Anyway, here they are, fresh from the oven.
Just about this time, Bill and the kids got home from fishing. They didn’t catch any trout, and it was cold and windy, so they were ready for something warm and comforting.
Little (and big) hands reached for the mini pies, but I slapped them away (and yelled) because the pies really had JUST come out of the oven and I didn’t want to have to deal with any burns.
So I got them to wait about five or ten minutes through the clever use of stalling tactics like these:
“Take your shoes off! I don’t want you tracking mud everywhere!”
“Go wash your hands, they’re filthy and you’ve been touching fish and worms!”
“Did you use soap? Go wash your hands again, with SOAP!”
“No! Don’t take that one – it’s pretty and I need it for the pictures! Here, have this (ugly) one!”
Feel free to use these or make up your own.
Anyway, once the pies were handed out, everyone was happy.
And I still had some pretty ones left for the pictures.
See that bowl of apples? That’s still only SOME of the remaining apples. We had a good day of picking!
Here’s the inside of one of the pies. I think this might be the very first one I’d made, because I know I put more apples in the later ones. It’s okay, though – I really like pie crust. I ate this one.
Okay, no remember the dough scraps? I took them out of the fridge, sliced them up about 1/3 inch wide, put them on a baking sheet and popped them in the oven til they were golden on top.
They were good – just little cinnamony nuggets of dough. They were gone pretty quickly, too.
And, finally, after lunch was consumed, I cut into the crisp-topped pie.
It didn’t look AWFUL, though a nicely domed top would have been (in my opinion) prettier. Ah well.

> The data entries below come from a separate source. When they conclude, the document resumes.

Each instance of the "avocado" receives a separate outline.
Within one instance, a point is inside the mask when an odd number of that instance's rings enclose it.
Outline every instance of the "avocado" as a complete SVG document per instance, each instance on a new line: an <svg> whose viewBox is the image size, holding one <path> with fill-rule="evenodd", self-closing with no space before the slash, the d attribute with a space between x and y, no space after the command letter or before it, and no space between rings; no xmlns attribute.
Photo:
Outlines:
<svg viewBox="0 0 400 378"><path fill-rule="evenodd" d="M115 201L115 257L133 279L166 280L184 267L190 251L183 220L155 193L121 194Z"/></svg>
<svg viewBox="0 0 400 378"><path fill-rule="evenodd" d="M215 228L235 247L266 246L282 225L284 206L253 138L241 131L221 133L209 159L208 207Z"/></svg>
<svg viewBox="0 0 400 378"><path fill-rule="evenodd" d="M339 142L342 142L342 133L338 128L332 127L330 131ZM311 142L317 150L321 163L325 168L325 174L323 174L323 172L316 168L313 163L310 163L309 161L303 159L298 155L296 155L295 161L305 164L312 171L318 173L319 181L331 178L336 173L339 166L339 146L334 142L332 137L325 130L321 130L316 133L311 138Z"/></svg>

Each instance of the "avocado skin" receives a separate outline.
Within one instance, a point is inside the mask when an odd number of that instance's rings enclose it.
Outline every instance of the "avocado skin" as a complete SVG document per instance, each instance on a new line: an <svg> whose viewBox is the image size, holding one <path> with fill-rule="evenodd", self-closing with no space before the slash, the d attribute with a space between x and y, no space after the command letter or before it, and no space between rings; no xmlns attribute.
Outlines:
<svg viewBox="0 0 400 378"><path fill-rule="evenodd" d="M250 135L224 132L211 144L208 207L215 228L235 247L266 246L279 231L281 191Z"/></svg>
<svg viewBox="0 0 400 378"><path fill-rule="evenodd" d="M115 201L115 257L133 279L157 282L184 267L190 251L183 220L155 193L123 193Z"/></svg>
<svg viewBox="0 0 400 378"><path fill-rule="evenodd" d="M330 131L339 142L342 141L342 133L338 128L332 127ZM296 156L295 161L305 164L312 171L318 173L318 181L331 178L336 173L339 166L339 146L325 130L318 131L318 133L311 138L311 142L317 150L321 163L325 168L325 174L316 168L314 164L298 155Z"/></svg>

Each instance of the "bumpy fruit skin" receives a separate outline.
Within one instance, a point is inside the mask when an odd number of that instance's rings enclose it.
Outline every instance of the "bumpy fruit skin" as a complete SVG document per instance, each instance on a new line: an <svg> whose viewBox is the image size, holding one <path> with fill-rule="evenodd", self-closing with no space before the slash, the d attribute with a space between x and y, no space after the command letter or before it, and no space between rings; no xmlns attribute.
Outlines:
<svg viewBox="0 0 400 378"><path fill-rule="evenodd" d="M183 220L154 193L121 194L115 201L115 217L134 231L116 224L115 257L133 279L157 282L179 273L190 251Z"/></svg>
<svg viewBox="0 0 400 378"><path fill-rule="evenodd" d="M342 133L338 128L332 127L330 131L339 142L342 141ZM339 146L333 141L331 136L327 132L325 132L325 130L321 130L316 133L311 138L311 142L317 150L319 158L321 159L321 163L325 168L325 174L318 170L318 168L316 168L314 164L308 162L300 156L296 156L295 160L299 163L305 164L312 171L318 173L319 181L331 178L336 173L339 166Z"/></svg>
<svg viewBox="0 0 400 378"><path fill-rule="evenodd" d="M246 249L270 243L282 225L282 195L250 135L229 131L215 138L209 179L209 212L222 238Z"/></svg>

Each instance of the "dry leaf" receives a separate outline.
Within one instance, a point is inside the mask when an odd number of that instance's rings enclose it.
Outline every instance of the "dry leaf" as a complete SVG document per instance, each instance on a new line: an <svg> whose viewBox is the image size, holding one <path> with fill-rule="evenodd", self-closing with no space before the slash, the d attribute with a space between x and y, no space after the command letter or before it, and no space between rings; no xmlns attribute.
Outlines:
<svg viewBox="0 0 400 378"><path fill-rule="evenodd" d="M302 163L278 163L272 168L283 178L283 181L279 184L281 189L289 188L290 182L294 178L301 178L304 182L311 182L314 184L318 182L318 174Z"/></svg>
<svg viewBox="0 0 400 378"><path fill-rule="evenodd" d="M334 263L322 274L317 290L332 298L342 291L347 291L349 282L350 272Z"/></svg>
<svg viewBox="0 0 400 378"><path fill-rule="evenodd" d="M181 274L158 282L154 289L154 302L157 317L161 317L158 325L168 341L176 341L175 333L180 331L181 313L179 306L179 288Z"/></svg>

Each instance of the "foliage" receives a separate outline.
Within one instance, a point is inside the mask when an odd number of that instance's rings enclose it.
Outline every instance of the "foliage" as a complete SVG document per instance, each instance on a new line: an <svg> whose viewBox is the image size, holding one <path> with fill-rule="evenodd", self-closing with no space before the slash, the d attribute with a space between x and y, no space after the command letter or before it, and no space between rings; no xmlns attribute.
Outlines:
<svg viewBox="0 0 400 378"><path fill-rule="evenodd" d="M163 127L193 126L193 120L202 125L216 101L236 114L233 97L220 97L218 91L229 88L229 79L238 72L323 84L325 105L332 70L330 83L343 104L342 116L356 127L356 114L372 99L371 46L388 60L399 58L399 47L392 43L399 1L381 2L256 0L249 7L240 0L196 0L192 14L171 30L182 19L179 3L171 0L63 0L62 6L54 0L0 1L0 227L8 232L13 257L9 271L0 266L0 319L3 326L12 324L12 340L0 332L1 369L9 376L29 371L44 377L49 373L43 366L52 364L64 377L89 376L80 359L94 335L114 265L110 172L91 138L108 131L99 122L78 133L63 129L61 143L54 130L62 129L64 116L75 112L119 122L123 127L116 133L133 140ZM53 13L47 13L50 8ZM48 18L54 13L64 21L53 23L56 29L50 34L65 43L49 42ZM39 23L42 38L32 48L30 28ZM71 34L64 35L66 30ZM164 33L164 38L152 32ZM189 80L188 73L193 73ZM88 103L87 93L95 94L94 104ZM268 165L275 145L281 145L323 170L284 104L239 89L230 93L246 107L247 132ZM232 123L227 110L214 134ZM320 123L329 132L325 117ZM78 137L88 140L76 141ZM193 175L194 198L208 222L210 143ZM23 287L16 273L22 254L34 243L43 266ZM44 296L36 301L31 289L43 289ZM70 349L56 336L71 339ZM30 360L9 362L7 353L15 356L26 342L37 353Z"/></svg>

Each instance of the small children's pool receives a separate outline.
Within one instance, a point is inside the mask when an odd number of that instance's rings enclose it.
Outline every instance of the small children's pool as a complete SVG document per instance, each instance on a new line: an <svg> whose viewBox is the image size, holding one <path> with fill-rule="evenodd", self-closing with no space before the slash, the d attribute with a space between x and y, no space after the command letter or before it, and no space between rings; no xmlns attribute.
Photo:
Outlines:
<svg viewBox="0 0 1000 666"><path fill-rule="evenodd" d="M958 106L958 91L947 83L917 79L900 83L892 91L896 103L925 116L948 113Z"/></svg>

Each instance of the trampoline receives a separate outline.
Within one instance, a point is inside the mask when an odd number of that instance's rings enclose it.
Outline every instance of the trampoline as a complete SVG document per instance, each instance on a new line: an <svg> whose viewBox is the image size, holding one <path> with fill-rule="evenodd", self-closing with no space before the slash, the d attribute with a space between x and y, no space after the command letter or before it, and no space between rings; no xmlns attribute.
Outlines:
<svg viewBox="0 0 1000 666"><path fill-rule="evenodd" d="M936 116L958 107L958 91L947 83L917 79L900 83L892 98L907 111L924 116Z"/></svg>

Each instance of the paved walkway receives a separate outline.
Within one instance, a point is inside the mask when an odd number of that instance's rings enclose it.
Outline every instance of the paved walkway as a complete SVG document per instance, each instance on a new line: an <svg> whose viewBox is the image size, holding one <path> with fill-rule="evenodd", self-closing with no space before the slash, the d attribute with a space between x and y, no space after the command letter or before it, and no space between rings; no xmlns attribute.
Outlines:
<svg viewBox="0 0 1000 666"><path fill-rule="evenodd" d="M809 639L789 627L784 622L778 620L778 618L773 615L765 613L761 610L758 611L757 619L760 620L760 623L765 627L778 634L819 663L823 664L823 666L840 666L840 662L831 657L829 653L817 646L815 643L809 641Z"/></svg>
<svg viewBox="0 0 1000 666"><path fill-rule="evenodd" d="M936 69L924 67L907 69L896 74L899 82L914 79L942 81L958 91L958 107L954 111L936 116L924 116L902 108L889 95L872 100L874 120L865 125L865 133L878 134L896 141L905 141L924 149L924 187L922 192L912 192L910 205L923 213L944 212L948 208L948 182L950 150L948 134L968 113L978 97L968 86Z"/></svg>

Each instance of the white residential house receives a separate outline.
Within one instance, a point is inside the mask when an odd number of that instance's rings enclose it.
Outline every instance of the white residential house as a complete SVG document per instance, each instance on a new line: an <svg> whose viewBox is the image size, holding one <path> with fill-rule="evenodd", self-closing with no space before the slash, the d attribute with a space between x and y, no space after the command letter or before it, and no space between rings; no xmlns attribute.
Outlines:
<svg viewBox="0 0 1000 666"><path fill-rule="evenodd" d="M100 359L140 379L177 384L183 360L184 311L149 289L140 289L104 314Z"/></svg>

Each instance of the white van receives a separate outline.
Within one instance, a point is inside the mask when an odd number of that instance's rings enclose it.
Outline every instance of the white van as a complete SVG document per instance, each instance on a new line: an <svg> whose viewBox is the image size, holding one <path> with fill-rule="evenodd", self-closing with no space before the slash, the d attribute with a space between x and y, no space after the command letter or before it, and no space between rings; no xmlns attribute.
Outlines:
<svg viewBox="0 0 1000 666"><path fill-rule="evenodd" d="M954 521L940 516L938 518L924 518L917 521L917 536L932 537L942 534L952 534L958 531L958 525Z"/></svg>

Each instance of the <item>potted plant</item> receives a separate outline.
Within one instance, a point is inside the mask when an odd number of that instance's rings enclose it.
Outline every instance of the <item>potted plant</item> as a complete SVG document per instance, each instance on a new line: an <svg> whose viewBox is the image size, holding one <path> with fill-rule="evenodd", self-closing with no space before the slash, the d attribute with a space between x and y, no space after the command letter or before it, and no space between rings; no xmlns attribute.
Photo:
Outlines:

Alex got the first slice, mainly because he’d shoved his way right up to the counter and was waiting anxiously as I sliced and served. He loves apple pie.
Bill and the kids each had a slice, and the overall feeling was that the pie was just okay. Bill didn’t like the allspice flavor – it actually overshadowed the cinnamon – and Alex told me it wasn’t my best pie (I love his brutal honesty in food assessment), and that he’d give me a “B” for it. But the mini pies – they were way better. And Julia just brought the plate of barely touched pie back to me and said, in her sad voice, that she just really didn’t like it.
I ate hers, and you know what?
It’s just okay.
I think less (or no) allspice in the topping would have been the way to go, or maybe I should have just stuck to what was familiar to everyone and made a two-crusted pie in the first place.
But, if I’d done that, there wouldn’t have been as many mini pies, so I guess I’m okay with my decision that morning.
And I think a nice scoop of vanilla ice cream, or a big dollop of whipped cream on top would do this pie a world of good.
And that’s my baking saga from Sunday.